A vida e a morte das livrarias portuguesas

Entre 2012 e 2017 o número de livrarias em Portugal pouco oscilou – entre 630 e 650 – mas as livrarias de rua, com mais ou menos história, são cada vez mais notícia pelo óbito.

É mais do que sabido que Portugal tem das mais belas – e  mediáticas – livrarias do mundo. Os exemplos quase chegam para encher uma mão e os destaques mais imediatos vão para a Lello, no Porto,  que se viu obrigada a cobrar bilhete desde que o fenómeno Harry Potter encheu os caracóis da escadas de curiosos; e para as mais de três centenas de anos da Bertrand  do Chiado, em Lisboa, que a tornam na mais antiga livraria do mundo em atividade. Já a muitíssimo mais recente mas bem sucedida Ler Devagar, na LX Factory, é amplamente referenciada nos guias como um dos pontos de paragem obrigatórios para os amantes da literatura, e o seu sucesso até já serviu para ‘salvar’ uma congénere – a Ferin, na rua Nova do Almada, no Chiado, que atravessava em 2017 o deserto sem oásis à vista até que José Pinho, dono da Ler Devagar – e que organiza também o  Fólio – Festival Literário Internacional de Óbidos – a comprou para «manter tudo na mesma, não deixando ficar nada como está», explicou ao Diário de Notícias. Há outras, menos conhecidas, que também vão sobrevivendo: em Algés, como contámos no b,i. há um par de semanas, a Espaço continua a resistir às grandes cadeias na mesma loja que a viu nascer, em 1964.

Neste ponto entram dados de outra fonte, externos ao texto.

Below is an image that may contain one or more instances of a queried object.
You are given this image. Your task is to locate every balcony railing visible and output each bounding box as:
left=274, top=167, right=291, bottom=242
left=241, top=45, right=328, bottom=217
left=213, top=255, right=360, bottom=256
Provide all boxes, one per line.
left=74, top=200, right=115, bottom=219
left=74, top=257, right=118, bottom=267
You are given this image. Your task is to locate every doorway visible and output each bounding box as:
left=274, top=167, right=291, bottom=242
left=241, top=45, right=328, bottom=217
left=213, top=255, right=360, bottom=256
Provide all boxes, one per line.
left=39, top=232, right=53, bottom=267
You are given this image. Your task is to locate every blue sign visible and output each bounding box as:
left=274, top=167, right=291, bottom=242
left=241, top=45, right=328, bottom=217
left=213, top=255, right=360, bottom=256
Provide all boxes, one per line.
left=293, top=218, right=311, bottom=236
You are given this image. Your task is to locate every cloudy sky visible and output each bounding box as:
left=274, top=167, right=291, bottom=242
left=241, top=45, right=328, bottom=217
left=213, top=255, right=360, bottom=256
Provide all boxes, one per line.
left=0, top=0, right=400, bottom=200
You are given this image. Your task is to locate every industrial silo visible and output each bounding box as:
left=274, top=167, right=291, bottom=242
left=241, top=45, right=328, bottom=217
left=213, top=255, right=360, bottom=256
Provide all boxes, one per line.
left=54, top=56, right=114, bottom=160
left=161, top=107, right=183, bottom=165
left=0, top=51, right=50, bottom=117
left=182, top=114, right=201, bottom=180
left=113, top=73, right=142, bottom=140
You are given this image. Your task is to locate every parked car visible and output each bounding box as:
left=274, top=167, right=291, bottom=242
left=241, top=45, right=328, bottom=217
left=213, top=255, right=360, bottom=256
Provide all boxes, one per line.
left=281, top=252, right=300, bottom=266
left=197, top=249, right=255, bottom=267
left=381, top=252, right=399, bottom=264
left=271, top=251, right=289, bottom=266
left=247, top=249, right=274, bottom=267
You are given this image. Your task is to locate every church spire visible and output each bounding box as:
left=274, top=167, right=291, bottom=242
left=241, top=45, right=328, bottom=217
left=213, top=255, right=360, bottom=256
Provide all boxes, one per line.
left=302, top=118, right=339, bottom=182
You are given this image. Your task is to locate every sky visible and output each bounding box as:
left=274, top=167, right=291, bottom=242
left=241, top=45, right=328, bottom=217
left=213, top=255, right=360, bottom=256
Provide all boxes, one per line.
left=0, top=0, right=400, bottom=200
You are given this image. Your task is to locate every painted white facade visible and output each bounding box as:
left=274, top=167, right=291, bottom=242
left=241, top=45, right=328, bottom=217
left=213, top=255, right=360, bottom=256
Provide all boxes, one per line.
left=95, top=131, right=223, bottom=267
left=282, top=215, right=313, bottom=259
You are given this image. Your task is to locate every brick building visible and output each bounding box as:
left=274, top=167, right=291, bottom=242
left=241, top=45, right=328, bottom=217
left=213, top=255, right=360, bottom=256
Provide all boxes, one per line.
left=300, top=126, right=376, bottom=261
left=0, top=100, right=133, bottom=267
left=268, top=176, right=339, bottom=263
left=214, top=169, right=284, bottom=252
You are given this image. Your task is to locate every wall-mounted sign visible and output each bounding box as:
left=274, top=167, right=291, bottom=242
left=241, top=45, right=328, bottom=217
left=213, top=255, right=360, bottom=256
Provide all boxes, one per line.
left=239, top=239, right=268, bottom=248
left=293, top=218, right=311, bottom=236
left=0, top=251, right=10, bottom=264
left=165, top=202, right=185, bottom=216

Histórias de sucesso que não têm ouro suficiente para dourar a pílula – muitas livrarias, quase todas âncoras de bairro, viram-se obrigadas a fechar portas.

Não há ainda dados sobre o panorama de 2018, mas a Associação Portuguesa de Editores e Livreiros sabe, através dos dados recolhidos pelo Instituto Nacional de Estatística, que por cá o número de livrarias  manteve-se praticamente igual entre 2012 e 2017. «Os registos do INE indicam que têm existido sempre cerca de 630/650 livrarias em atividade», indica ao b,i, Bruno Pires Pacheco, secretário-geral da APEL. Destas mais de 600 lojas não sabemos, contudo, quantas são livrarias independentes de rua, mas as notícias que nos vão chegando às páginas dos jornais não são animadoras e mostram uma balança desequilibrada.  A Aillaud & Lellos, na Rua do Carmo, em Lisboa,  fechou portas nos últimos dias de 2017. Já levava 87 anos de  história – fundada em 1931 -, mas nem as medalhas da experiência nem o facto de pertencer ao programa municipal Lojas com História a resgatou do óbito causado pelo «desacordo entre o senhorio e a empresa proprietária da loja», noticiou na altura o site O Corvo. Pelo mesmo caminho foi também a Pó dos Livros «livraria de bairro, independente, alternativa, com livreiros experientes», como era definida no blogue homónimo, e que habitou originalmente a avenida Marquês de Tomar, em Lisboa até se transferir para o último leito, o n.º 58A da avenida Duque de Ávila, do qual se despediu no final de março de 2018. Uma morte anunciada há sete anos, disse então um dos proprietários, Jaime Bulhosa, no dito blogue, afirmando que «um abutre» pairava sobre a livraria desde que esta abriu, em 2007. «Nunca passava para cá da linha da porta. No entanto, rondava de perto, dava uma bicada, ou duas, nos nossos pés e ficava inquieto à espera que chegasse a hora fatal, grasnando num som surdo, como só os abutres sabem fazer: ‘Quando é que chega o dia da liquidação total? Mais cedo ou mais tarde, todas as livrarias irão fechar’». Há muitos outros exemplos: a Livraria Portugal, na Rua do Carmo, que fechou em 2012; a  Leitura, no Porto, que encerrou quase à beira de completar meio século; a Livraria Miguel de Carvalho, em Coimbra, que decretou insolvência também no ano passado…

Fechos que levam história, que matam bairros, que põem fechaduras nas fronteiras do imaginário. A APEL diz-se vigilante. «Estamos naturalmente atentos ao que está a acontecer com várias livrarias de renome – que estão a fechar ou a reconverter-se – e temos feito chamadas de atenção, tanto ao Governo, como às autarquias, apontando as dificuldades sofridas pela classe com rendas atuais e a alteração dos hábitos de consumo dos portugueses, assim como temos participado nas iniciativas tomadas pelo Ministro da Cultura, nomeadamente no Grupo de Trabalho das Livrarias Independentes, sob a tutela da DGLAB», assegura Bruno Pires Pacheco.